The above description is only a preferred embodiment of the present invention, and is not intended to limit the present invention, and all simple modifications, alterations and equivalents of the above embodiments according to the technical spirit of the present invention are still within the protection scope of the technical solution of the present invention.

Claims

1. The lithium battery additive amido vinyl sulfate is characterized in that the chemical structural formula is as follows:

the molecular structure consists of three parts of amido, alkyl chain and vinyl sulfate; wherein m is 0 and n is 1.

2. The method for preparing the lithium battery additive of the ethylene amido sulfate according to claim 1, which is characterized by comprising the following preparation steps:

(2) dissolving the light yellow oily substance in an organic solvent, adding a catalyst, stirring in an ice bath for 30-35min, continuously dropwise adding an oxidant, reacting for 2-2.2h, adding ethyl acetate to dissolve after the reaction is finished to obtain an organic phase, washing the organic phase with water, saturated sodium bicarbonate and saturated salt solution in turn, and performing column chromatography to obtain the target product, namely the 3-dimethylamino methyl vinyl sulfate.

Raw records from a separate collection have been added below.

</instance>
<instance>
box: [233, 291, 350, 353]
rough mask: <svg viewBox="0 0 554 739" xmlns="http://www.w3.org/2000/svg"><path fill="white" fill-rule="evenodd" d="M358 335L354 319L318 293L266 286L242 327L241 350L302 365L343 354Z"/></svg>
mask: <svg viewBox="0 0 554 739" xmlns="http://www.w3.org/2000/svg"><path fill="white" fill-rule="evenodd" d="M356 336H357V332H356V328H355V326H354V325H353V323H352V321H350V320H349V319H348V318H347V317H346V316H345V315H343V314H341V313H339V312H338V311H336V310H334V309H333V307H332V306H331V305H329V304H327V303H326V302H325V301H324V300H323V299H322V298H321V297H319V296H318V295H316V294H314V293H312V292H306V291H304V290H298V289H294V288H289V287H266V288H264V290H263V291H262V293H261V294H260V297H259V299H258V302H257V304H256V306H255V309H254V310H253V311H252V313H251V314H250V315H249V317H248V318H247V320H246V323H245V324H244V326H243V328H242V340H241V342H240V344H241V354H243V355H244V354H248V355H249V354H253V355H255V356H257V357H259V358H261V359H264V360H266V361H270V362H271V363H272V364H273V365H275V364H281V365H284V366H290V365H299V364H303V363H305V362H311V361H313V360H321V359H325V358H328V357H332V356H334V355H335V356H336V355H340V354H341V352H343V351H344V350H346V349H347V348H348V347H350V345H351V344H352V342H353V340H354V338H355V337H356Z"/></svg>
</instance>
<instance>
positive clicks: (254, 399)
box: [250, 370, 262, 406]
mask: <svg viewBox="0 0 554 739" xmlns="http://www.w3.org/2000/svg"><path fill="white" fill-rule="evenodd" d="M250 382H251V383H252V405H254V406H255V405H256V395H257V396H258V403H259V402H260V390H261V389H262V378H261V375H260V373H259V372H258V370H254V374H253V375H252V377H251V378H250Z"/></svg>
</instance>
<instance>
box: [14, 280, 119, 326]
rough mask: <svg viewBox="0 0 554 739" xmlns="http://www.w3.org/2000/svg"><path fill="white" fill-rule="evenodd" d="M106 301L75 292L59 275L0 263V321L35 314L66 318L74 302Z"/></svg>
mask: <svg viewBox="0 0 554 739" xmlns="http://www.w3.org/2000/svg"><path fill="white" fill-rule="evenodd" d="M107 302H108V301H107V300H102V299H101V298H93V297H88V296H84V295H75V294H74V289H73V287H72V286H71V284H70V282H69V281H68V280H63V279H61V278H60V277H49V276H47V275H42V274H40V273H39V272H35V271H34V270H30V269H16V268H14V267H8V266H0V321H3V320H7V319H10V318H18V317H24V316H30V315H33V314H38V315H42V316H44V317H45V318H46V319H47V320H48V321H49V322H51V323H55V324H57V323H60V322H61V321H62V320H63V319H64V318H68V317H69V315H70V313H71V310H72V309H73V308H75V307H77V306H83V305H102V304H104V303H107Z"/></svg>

3. The method for preparing the amino vinyl sulfate as the additive of the lithium battery as claimed in claim 2, wherein the molar ratio of the thionyl chloride, the 3-dimethylamino-1, 2-propanediol, the acid-binding agent, the carbon tetrachloride, the catalyst and the oxidant is 110-.

4. The method for preparing the lithium battery additive of the vinyl amidosulfate as claimed in claim 3, wherein the acid-binding agent is one or more selected from pyridine, trimethylamine and triethylamine.

5. The method for preparing the lithium battery additive of the ethylene amidosulfate as claimed in claim 3, wherein the catalyst is selected from transition metal oxides or chlorides.

6. The method for preparing the lithium battery additive of the ethylene amidosulfate as claimed in claim 3, wherein the oxidizing agent is selected from one or more of ammonium persulfate, sodium hypochlorite and sodium periodate.

7. The method for preparing the lithium battery additive of the ethylene amidosulfate as claimed in claim 3, wherein the organic solvent is selected from one or more of acetonitrile, chloroform and dichloromethane.

8. The use of the additive aminovinyl sulfate for lithium batteries according to claim 1 in lithium batteries, wherein the lithium batteries comprise a positive electrode material, a negative electrode material, a separator and an electrolyte, wherein the negative electrode material is a lithium sheet, and the electrolyte comprises an electrolyte salt, a solvent and the additive aminovinyl sulfate according to claim 1.

9. The use according to claim 8, wherein the positive electrode material is selected from one of lithium iron phosphate and lithium cobaltate; the electrolyte salt is selected from one or more of lithium hexafluorophosphate, lithium perchlorate, lithium bis (trifluoromethylsulfonyl) amide, lithium tetrafluoroborate and lithium bis (oxalato) borate; the solvent is selected from one or more of ethylene carbonate, propylene carbonate, diethyl carbonate, ethyl methyl carbonate, triethylene glycol dimethyl ether, dimethyl sulfone, dimethyl ether and ethylene sulfite; the membrane is selected from Celgard2500 membrane or PP membrane.

10. The use of claim 8 or 9, wherein the electrolyte has a concentration of 1-1.2mol/L, and the addition amount of the amidoethylene sulfate is 1-3% of the electrolyte mass.